Fred Hutch designs treatment for tough-to-treat cancers, president says
Scientists at the Fred Hutchinson Cancer Research Center have devised a treatment for certain tough-to-treat types of cancer, according to an executive at the Seattle-based nonprofit.
The treatment, which aims the human immune system at metastatic cancers, is called CAR-T cell therapy, according to KIRO-AM.
CAR-T cell therapy has been used with about 200 patients at Fred Hutch with good results.
“Most cases, these are patients who have no other hope for treatment, that have been through all the other treatments that we have to offer, and still have cancer,” Fred Hutch president Gary Gilliard told KIRO.
Here’s how Gilliard described the treatment:
A patient’s immune cells (T-lymphocytes) are removed and medically engineered to attack cancer cells and kill them once they make contact. A small amount of the cells are reinjected into the patient, about the size of a grain of rice.
Only a single chemotherapy treatment is given to patients to lower their lymphocyte count, allowing the modified lymphocytes to establish themselves.

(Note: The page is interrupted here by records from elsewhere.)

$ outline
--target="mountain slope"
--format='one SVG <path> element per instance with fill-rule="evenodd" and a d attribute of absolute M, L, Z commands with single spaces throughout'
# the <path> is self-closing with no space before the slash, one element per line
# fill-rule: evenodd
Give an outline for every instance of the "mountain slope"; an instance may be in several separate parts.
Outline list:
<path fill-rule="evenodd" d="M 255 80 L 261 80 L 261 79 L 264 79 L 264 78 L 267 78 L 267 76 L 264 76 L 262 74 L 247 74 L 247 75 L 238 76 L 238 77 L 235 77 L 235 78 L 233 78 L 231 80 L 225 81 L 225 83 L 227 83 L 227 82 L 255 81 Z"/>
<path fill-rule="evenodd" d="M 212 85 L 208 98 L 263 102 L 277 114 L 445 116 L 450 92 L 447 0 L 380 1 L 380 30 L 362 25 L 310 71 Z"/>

“It is not therapy that causes your hair to fall out or makes you nauseous,” Gilliard told KIRO.
Researchers first treated people with blood cancers, seeing success rates from 50 to 90 percent. They’ve since taken the treatment to ovarian cancer and lung cancer to see if it can help patients with those diseases.
Fred Hutch is trying to get FDA registration for the treatment.